Midori wounds Harlock and flees.  Now we have another ethical conundrum: Harlock doesn’t want to hurt his friend by killing (or even injuring) the woman he perceives as his daughter, but at the same time he cannot let an enemy just go unpunished (especially in front of a spectator i.e. Maji!).  The solution here is to injure Maji instead.  This is neat because it serves a double purpose: a) the “eye for an eye”, so to speak, implicitly links Maji and Midori in a family bond [we all know ancient and not so ancient societies believe revenge is valid across generations of a single family]; it’s almost as if Harlock is telling Maji “I can see you believe that this is your daughter, and I respect that belief” and b) it works as another wake-up call for Maji: you know there’s something wrong when your ship captain shoots at you!

***

Kei’s evil ex-boyfriend Kazuya was trying to extract for her information as to how the Arcadia could operate on its own.  Kei was able to keep the secret [or maybe she didn’t know?]  In this episode the Mazone penetration into the Arcadia has as its goal figuring out just how many crew members the Arcadia have.  Daiba is bewildered as he thinks the answer is plain to see: 40 plus the captain.  Harlock smiles.  I love how the thread of this particular plot is spun episode after episode.  It’s so subtle.  I honestly wish I didn’t have a clue regarding that elusive 42nd crew member!!

***

Ultimately, Maji’s ordeal with Midori/Daughter becomes very similar Daiba’s with Lola/Mother.  Except this case is much sadder.  At least Tadashi had a real mother once…the daughter Maji thought he knew never really was.

P.S.

My favorite scene in the episode is Mimay annihilating a Mazone spy with a flying ace of spades, then announcing in her best monotone that the enemy has arrived.  It’s a beautiful, nonsensical moment.

P.P.S.

Re: Mimay again, my eyes have been opened!  I hadn’t noticed she had eyelids?!

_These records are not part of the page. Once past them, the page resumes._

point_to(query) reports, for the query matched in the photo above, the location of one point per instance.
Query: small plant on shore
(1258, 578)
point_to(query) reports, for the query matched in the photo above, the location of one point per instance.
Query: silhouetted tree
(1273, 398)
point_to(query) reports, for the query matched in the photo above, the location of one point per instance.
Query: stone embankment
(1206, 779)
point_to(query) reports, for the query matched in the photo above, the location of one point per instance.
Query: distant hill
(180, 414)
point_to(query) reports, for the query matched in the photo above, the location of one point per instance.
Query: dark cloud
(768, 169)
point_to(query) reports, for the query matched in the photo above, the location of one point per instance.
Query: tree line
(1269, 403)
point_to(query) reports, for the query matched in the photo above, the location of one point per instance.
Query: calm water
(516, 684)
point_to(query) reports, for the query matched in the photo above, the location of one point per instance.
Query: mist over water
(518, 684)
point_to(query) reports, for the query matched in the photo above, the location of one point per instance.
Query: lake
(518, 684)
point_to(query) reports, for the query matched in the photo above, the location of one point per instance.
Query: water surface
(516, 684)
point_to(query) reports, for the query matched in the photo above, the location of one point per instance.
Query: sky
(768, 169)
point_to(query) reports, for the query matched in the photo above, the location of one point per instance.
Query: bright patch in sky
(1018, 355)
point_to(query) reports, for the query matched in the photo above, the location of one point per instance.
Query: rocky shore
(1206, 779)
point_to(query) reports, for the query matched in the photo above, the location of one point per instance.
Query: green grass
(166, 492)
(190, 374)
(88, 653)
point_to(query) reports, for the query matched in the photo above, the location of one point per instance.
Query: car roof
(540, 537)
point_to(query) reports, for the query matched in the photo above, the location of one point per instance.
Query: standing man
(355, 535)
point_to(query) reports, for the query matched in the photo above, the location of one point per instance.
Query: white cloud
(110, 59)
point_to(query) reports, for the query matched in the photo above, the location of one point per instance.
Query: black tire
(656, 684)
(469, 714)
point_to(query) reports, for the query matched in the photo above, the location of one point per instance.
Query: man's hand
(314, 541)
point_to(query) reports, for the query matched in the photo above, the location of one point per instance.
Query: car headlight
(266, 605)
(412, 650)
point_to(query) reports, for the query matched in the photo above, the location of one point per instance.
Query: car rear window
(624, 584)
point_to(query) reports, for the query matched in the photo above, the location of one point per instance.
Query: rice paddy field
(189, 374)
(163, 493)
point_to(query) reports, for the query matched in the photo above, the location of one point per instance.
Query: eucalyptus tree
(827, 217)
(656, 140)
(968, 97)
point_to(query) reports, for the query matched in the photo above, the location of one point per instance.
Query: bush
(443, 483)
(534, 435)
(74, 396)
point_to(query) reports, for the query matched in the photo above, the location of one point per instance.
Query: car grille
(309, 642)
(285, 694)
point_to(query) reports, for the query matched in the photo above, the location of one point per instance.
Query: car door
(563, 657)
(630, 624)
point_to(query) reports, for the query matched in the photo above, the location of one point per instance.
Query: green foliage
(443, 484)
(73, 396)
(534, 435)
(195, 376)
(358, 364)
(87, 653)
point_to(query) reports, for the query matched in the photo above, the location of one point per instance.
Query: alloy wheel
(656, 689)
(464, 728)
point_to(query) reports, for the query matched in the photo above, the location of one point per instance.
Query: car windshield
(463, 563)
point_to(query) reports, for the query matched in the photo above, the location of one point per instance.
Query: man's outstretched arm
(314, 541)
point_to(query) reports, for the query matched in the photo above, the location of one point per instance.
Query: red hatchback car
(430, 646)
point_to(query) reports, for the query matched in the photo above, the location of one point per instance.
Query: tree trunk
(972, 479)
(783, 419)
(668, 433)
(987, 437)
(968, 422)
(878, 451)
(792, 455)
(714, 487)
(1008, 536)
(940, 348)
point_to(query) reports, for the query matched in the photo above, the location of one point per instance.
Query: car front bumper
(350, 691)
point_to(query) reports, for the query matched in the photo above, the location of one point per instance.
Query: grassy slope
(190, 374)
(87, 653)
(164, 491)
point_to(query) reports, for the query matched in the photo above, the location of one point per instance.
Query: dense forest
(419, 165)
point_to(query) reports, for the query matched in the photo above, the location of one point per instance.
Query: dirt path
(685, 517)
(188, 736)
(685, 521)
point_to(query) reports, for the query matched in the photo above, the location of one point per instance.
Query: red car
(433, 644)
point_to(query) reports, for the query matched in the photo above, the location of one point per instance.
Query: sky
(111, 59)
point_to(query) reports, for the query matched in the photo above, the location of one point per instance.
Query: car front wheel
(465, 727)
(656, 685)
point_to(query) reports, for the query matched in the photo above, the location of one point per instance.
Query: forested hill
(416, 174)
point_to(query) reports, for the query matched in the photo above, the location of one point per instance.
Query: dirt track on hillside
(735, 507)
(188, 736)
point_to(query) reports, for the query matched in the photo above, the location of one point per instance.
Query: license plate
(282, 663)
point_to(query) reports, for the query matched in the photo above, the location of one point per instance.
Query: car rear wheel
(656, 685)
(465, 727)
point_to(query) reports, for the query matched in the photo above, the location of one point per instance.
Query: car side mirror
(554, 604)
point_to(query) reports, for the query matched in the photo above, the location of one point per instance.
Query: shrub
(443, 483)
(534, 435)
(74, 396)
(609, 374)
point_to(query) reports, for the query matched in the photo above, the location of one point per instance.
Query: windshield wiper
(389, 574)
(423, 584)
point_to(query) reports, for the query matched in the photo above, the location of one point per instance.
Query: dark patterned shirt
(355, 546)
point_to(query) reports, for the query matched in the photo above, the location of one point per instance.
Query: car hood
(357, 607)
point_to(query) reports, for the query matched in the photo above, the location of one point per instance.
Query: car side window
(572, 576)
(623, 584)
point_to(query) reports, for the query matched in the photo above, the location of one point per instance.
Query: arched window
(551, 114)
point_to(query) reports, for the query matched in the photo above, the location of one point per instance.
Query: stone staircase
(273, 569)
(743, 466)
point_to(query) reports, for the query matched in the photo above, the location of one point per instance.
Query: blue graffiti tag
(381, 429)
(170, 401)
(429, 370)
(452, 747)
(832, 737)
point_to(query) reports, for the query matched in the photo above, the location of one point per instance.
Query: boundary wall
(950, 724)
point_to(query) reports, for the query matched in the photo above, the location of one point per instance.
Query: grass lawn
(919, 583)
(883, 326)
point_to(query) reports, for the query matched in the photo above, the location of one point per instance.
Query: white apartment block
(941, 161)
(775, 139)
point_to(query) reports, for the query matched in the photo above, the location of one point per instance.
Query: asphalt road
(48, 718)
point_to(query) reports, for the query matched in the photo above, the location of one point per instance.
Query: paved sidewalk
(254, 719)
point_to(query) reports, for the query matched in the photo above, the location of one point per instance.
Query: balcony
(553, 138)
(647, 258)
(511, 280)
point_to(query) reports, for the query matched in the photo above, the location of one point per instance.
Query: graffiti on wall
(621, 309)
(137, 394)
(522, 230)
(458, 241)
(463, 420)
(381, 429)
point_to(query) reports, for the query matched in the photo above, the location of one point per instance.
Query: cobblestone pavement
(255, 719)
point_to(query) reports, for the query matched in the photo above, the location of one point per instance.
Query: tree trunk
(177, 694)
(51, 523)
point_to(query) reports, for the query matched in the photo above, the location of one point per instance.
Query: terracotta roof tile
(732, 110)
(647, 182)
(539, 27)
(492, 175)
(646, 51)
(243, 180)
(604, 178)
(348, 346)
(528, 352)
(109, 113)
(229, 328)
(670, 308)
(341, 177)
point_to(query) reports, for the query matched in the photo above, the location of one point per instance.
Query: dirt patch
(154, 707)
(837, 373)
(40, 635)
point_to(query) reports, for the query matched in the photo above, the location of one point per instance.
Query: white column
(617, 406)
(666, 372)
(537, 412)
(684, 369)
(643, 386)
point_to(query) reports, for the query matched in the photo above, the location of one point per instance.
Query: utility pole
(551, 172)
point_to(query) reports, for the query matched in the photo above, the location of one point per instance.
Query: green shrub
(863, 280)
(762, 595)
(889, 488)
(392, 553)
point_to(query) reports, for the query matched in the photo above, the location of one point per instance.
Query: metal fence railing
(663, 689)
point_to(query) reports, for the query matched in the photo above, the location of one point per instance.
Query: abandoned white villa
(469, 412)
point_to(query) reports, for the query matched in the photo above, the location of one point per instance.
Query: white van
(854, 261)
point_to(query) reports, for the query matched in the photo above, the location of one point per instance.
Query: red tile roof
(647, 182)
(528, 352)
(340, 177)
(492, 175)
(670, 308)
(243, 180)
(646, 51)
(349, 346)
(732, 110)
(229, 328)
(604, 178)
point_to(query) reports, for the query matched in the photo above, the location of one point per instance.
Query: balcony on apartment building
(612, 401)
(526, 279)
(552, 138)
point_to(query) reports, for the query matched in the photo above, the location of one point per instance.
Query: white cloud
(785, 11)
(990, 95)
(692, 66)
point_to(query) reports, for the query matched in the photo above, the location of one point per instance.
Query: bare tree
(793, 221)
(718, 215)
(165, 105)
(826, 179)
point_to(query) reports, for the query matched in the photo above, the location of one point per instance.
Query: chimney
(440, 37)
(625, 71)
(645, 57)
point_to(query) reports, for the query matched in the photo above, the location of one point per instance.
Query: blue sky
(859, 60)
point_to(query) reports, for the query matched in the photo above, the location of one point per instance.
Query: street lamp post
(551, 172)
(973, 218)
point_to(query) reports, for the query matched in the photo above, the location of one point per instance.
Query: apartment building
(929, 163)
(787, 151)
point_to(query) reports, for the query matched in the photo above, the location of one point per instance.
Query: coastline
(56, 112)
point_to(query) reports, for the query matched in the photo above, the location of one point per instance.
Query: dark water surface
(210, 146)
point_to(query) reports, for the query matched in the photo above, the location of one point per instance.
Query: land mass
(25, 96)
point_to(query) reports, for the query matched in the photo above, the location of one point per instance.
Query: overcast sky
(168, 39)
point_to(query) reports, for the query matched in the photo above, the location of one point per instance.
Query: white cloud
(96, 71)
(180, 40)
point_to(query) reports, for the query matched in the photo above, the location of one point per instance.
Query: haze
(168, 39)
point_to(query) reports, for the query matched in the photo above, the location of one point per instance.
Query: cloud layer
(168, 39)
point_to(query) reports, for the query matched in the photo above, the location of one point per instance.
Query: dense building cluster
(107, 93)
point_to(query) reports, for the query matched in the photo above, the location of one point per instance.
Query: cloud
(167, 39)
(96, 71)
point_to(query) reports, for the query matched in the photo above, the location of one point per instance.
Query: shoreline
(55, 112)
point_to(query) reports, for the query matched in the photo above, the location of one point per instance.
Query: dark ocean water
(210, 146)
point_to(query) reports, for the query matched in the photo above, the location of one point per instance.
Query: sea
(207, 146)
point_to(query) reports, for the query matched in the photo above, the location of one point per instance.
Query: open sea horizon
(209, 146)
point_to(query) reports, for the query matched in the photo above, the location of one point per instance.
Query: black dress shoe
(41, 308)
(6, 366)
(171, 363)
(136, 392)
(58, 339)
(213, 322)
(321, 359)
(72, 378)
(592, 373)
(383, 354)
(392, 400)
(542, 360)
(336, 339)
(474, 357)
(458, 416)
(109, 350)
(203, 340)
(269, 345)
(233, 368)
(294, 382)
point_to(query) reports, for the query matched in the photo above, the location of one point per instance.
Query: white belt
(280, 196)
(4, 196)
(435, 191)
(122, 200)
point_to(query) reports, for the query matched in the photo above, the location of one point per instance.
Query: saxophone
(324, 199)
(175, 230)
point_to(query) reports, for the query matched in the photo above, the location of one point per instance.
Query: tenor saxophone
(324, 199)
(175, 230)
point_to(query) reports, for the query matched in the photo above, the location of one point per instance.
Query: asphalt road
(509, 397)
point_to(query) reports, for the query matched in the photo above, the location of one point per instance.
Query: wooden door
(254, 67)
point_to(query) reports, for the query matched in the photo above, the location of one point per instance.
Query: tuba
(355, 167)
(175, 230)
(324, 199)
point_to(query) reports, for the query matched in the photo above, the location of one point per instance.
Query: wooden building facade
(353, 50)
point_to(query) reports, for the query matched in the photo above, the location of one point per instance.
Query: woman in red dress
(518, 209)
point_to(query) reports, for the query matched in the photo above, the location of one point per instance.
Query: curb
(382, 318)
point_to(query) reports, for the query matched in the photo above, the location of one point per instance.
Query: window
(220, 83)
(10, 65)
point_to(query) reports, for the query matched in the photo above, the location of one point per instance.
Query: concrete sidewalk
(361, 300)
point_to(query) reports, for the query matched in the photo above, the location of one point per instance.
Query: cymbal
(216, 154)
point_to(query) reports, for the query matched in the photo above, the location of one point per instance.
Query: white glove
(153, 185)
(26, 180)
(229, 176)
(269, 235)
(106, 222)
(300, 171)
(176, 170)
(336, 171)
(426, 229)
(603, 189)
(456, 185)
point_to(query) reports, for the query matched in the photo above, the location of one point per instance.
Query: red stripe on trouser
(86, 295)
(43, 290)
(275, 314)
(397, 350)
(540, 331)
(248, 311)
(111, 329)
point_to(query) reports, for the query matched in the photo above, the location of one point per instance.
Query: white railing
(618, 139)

~ by Haloed Bane on September 1, 2010.

8 Responses to “SPC Harlock 17-18: Maji’s Magical Family”

  1. Magnificent! I thought that Harlock’s shooting at Maji might be a kind of test, though at some point I believed he was just pissed off with Maji’s family troubles and a Mazone hitting him while he was playing nice. I don’t quite get what the doctor says to Harlock when dressing his wound, but I thought it was something ironic and Harlock did not look quite pleased with himself. But certainly there is more to it than that. It is a great scene and your analysis does justice to it.

    • If I remember correctly, the doctor scolds Harlock for “faking” it. That is, the doctor could see that Harlock wasn’t engaging the enemy as he could and should. Of course, Harlock had reasons to do this, but for a man like him the worst accusation you could receive is of being phony, and it hurt..

  2. Miime has EYELIDS?! WHY DID I MISS THIS?!

    “If the Captain doesn’t respect you, you’re out [be careful Daiba!!]”

    I laughed. Hard. 😉

    • I’d have kicked him out a long time ago. Then again, I probably would have kicked Yattaran out in a fit of rage and later gotten into big trouble because of it. I’m not fit to be Harlock.

      • Well I would probably chain Daiba up somewhere … he is kinda cute without opening his mouth. 😉

        I always wanted to be Harlock’s daughter (instead of that spoiled brat Mayu GAHHH!) but can you imagine me on that ship? I think I would be killed by Harlock X3

  3. This episode really bugged me. Basically I had several thoughts,but I have no way of knowing which is true.

    1.Why did she keep the bell?
    2.Why didn’t she kill him instead of shooting the gun of his hand? He’s human!
    3.She used the bell to lure him in.

    someone should ask Leiji because It’s bothering the hell out of me and will continue to do so

    • Some trace of emotion is found in some Mazone, it’s a theme that comes to the fore more and more later on.